Shows feel like a really good party where the musicians somehow have more fun than the audience, which is impossible but they manage it anyway. Price commands the stage without trying. Crowds move without being told to.

Known for Good as Hell, It Happened to Me, Bad Self Portraits, Side Pony, What Would a Wise Man Do

Lake Street Dive brought their particular brand of funk-tinged pop to Merriweather Post Pavilion on a September evening, working through a setlist that proved why they've built such a devoted following. They dug into deeper cuts like 'Mistakes' and 'Party on the Roof' alongside the kind of radio-friendly hooks that make them such an easy sell—'Rich Girl' closing out the night felt inevitable, even if you weren't expecting it. The band's Baltimore stops have always felt like they're playing for people who actually listen rather than just hear, and this 23-song run confirmed that approach still works.

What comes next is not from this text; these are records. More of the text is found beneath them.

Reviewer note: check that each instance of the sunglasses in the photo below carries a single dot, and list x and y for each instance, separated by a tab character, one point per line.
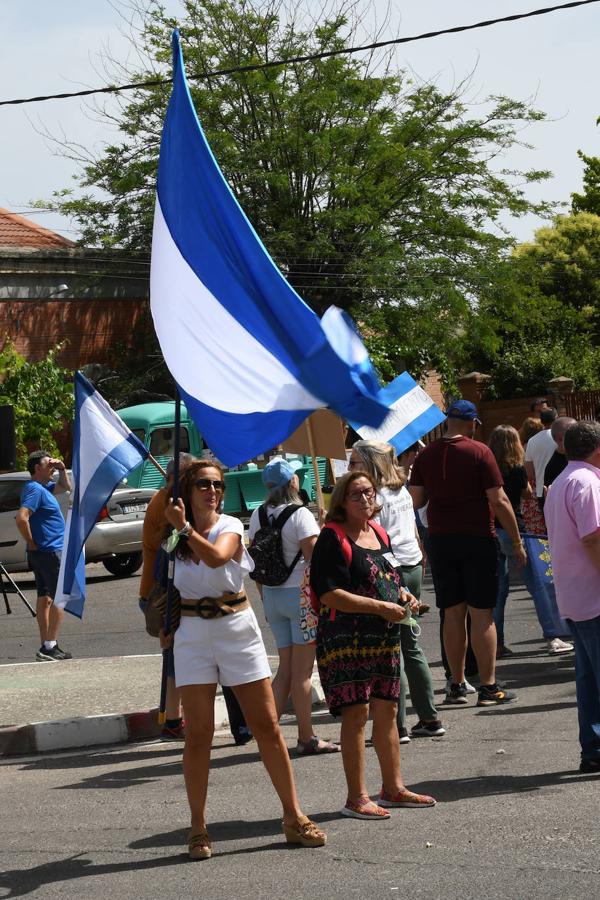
203	484
356	496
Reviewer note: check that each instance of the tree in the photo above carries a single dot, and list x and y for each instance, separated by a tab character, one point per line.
41	394
374	193
551	311
589	200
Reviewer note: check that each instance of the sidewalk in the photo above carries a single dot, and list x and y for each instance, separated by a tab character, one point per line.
86	702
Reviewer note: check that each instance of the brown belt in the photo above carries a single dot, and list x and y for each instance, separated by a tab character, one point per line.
213	607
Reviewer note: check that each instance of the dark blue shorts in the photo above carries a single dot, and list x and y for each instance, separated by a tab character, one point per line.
464	569
45	565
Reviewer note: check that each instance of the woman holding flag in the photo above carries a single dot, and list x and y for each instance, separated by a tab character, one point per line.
219	640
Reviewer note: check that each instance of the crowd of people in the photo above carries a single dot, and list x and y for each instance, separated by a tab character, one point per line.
459	505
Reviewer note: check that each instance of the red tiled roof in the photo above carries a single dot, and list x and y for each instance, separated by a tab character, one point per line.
15	231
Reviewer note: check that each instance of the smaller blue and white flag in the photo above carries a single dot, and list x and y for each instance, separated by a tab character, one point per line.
412	413
104	452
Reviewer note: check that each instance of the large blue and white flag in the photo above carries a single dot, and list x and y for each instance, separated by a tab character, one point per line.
104	452
250	358
412	413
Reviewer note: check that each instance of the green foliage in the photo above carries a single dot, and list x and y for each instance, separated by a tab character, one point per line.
373	193
550	312
563	262
589	200
41	394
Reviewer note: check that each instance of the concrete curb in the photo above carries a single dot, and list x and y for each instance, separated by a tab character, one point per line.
93	731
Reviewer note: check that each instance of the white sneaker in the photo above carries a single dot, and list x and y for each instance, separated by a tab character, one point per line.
469	687
557	646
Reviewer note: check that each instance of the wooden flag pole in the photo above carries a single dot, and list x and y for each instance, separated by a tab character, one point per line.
162	715
311	447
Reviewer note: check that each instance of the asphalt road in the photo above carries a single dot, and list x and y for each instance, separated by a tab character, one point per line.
112	624
514	818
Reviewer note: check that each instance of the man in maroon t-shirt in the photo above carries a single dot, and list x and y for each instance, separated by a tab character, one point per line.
461	480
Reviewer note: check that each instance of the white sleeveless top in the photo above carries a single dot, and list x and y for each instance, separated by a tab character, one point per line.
194	580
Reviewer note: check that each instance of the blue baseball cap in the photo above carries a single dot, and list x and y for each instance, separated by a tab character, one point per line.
279	471
463	409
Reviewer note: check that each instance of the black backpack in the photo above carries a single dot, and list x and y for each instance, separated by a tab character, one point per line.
267	548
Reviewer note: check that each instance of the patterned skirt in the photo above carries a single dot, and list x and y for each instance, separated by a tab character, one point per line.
358	658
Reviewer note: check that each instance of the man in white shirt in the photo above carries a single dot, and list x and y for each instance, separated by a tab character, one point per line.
539	449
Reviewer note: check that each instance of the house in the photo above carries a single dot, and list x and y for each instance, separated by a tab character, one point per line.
53	291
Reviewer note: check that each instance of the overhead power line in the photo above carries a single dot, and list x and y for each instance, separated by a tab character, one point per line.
255	67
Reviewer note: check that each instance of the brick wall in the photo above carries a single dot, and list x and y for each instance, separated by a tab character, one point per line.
90	327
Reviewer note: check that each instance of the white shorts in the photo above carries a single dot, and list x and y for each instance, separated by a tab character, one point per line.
228	650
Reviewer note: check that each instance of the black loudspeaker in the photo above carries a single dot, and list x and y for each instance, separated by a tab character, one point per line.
8	455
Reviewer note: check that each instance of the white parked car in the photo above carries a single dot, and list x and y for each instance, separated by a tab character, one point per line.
115	540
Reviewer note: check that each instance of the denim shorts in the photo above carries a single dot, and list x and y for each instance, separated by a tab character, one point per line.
45	565
282	612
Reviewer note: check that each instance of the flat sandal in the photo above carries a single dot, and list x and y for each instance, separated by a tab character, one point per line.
304	832
199	845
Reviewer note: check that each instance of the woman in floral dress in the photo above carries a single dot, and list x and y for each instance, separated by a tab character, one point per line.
359	586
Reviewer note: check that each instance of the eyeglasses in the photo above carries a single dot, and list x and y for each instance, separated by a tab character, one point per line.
203	484
356	496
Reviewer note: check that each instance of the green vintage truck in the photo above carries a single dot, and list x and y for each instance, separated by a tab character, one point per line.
154	425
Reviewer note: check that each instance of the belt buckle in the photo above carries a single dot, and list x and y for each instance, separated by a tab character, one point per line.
206	611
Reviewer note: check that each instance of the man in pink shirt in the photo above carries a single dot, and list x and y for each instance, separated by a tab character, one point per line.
572	513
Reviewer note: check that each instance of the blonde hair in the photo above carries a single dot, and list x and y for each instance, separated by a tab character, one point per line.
530	426
337	513
380	463
506	446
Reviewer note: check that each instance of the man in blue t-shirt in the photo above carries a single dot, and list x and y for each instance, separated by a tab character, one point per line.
42	527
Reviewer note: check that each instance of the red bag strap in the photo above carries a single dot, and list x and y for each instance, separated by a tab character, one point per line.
379	530
342	537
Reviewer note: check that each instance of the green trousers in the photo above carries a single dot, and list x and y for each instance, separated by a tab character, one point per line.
415	674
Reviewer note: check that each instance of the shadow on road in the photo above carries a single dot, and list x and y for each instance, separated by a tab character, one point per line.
454	789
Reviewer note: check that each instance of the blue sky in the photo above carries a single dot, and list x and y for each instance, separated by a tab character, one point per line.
51	47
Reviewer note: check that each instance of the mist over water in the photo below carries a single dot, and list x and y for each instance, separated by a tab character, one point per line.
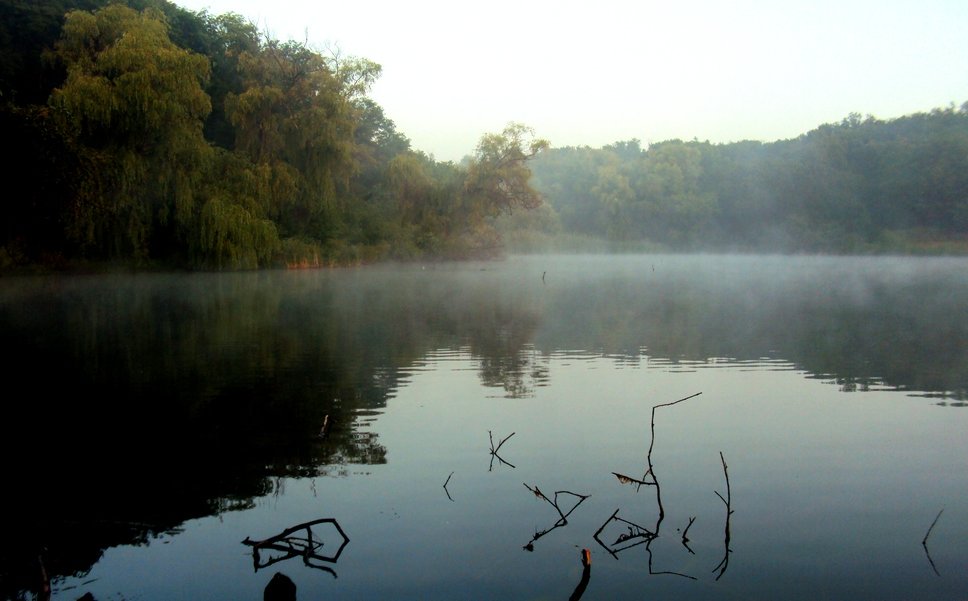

Baltimore's music scene has always leaned into raw funkiness and soul tradition—think Mustard Plug, The Wussy Boyz, and the broader legacy of the city's club culture. Lake Street Dive fits naturally into that lineage: they're precision-tight musicians playing music that's fundamentally about the pocket and the groove, which is exactly what Baltimore knows how to do.

Stay in Canton or Federal Hill—both neighborhoods have the restaurants and bars worth spending time in. Try Alma Cocina for Peruvian fare or Pabu for Japanese if you want something substantial before the show. Walk around the Inner Harbor, grab coffee at a local roaster. The Walters Art Museum is genuinely excellent and free. Check out what's at The Lyric or Hippodrome if there's live music the nights before or after. Baltimore's best asset is that it doesn't feel overly polished—the authenticity matches the vibe of a band like Journey.